The proliferation of log files, e-mail, CAD/CAM, ERP, and the shear size of computer application packages these days tends to consume a tremendous amount of disk space. Add to that the fact that new government regulations require certain businesses to store data for longer periods of time than ever before, and it's easy to see that without proper disk management policies, an organization can find its storage requirements growing out of hand at an alarming rate.
As the size of data volumes expand, the amount of application processing and response time grows right along with it. That's because applications that have to read and write data perform less efficiently when disk space is low. These inefficiencies cause performance backlog and slow down the entire network. Low disk space also impacts the ability of your server to grow the paging file which impacts virtual memory management. Of course, once conditions begin to deteriorate to this level, the "slow network" complaints start pouring in from the users.
Running low on disk space is much more than an inconvenience.

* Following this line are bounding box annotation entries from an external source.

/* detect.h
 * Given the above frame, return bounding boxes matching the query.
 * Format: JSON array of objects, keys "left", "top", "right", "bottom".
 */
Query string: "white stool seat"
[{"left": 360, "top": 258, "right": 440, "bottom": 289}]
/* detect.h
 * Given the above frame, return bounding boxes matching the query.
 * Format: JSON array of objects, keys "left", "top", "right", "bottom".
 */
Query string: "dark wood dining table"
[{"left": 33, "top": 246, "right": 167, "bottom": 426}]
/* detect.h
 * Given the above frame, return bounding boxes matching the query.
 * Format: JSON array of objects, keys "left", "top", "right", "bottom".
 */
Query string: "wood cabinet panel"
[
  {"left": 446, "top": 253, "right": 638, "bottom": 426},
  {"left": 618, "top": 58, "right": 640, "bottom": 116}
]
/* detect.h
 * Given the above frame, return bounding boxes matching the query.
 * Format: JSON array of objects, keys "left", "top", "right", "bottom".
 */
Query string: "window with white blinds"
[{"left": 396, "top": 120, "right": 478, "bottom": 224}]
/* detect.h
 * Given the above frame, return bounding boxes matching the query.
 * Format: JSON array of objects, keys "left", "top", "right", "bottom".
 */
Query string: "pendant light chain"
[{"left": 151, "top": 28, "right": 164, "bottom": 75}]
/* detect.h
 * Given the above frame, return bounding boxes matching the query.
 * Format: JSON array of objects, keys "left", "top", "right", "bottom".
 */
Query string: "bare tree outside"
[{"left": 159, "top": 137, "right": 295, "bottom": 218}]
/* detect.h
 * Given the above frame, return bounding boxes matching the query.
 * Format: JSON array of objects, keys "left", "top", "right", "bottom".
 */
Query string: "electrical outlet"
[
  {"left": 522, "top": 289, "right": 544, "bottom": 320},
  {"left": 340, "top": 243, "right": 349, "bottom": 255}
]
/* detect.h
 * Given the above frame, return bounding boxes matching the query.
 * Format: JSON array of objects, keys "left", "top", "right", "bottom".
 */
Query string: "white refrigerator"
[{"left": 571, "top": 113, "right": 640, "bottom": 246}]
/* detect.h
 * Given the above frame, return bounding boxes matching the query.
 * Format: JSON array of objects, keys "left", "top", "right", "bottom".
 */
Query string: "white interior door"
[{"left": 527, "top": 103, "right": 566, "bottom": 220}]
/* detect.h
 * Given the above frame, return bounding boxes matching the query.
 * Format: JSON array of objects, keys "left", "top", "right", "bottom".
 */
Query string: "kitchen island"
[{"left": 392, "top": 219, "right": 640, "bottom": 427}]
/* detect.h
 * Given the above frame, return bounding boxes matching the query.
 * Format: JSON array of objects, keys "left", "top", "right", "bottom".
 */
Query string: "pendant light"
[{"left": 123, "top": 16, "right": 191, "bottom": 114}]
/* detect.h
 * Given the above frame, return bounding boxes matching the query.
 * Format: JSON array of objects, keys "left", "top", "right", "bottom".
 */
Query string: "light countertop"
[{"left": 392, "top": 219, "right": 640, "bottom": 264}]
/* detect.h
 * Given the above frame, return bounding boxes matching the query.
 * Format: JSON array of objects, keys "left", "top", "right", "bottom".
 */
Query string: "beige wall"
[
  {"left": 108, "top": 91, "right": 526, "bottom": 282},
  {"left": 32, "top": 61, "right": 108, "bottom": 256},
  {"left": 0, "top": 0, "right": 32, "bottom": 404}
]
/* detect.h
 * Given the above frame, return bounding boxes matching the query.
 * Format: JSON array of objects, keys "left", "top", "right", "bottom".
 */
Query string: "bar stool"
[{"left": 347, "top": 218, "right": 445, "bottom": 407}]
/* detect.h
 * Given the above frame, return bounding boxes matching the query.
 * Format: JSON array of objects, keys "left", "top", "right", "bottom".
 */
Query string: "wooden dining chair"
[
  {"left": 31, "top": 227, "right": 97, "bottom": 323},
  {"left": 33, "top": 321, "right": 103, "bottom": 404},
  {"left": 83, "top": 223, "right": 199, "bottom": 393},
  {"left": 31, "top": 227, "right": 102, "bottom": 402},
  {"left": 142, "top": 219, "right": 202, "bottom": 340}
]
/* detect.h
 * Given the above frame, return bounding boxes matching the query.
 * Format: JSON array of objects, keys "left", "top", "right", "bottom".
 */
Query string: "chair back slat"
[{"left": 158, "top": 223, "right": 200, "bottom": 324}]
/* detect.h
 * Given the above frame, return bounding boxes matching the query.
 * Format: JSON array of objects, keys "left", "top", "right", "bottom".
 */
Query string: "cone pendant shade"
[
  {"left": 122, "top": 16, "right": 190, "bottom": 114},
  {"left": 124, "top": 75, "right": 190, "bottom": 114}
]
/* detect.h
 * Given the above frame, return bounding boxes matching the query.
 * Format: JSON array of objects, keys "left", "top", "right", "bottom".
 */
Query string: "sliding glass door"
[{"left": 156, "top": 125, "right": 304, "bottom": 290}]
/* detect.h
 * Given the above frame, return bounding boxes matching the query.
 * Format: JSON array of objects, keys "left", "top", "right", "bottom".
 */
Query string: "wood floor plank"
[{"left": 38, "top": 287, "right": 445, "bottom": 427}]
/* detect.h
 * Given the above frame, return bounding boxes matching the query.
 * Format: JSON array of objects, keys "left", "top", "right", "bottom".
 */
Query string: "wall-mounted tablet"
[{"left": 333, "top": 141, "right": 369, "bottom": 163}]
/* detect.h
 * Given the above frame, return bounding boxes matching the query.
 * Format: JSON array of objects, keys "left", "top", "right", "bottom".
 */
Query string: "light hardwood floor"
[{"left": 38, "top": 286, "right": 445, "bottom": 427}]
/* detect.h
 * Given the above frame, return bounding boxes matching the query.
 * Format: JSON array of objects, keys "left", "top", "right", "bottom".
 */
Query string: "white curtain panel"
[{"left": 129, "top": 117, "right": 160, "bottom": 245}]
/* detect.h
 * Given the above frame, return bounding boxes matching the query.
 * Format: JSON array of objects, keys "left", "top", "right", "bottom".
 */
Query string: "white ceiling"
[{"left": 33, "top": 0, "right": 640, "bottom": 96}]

When servers run out of disks space, transactions fail, web sites go down, and the repercussions are felt throughout the entire enterprise.
Network managers should use this 5 part strategy to stay ahead of disk problems:
Make sure that disk and file systems are configured for best performance.
Use available disk quota management systems.
Have a written data storage policy that defines what type of data may be stored on the network drives and how long it may be kept there, as well as other basic data management requirements like these:
Require users to save all downloaded Web content to their local drive.
Require users to clean their home directories at least once per month.
Require users to store e-mail attachments to their local drive.
Use disk space monitoring software to warn of a problem before it occurs.
Take corrective action to alleviate disk space problems immediately upon notification.
While most operating systems do have basic disk space usage reporting capabilities, they lack a full-featured, agentless low diskspace monitoring, reporting, and notification system that will watch for disk problems 24/7. This is especially important if your NOC is not staffed around the clock. There are application that have been known to consume all available disk space when they hang up or crash, and then there are virus, Trojan horse, and network attacks that can take available disk space down to 0 bytes. If a live manager isn't there at all times, you've got a potentially serious problem on your hands.
If you don't use disk space monitoring software, or if the software that you do use is not capable of tracking you down by e-mail, cell phone, pager, and instant messenger to tell you that you have a low diskspace problem, then it's time to get some.
Your best bet is to cover all of your bases and go with a complete network monitoring package that will also watch your web servers by checking all of the various protocols and services that it's running, and knows how to monitor and respond to SNMP Traps.
The better packages are rules-driven and even allow you to designate certain remedial actions for the network monitoring software to automatically take whenever an alarm occurs.
Installing network monitoring software endures that you have a safe and reliable way of knowing when disk resources are low, as well as a 24 hour digital sentry, standing guard over your entire enterprise, who will instantly notify you if anything is amiss.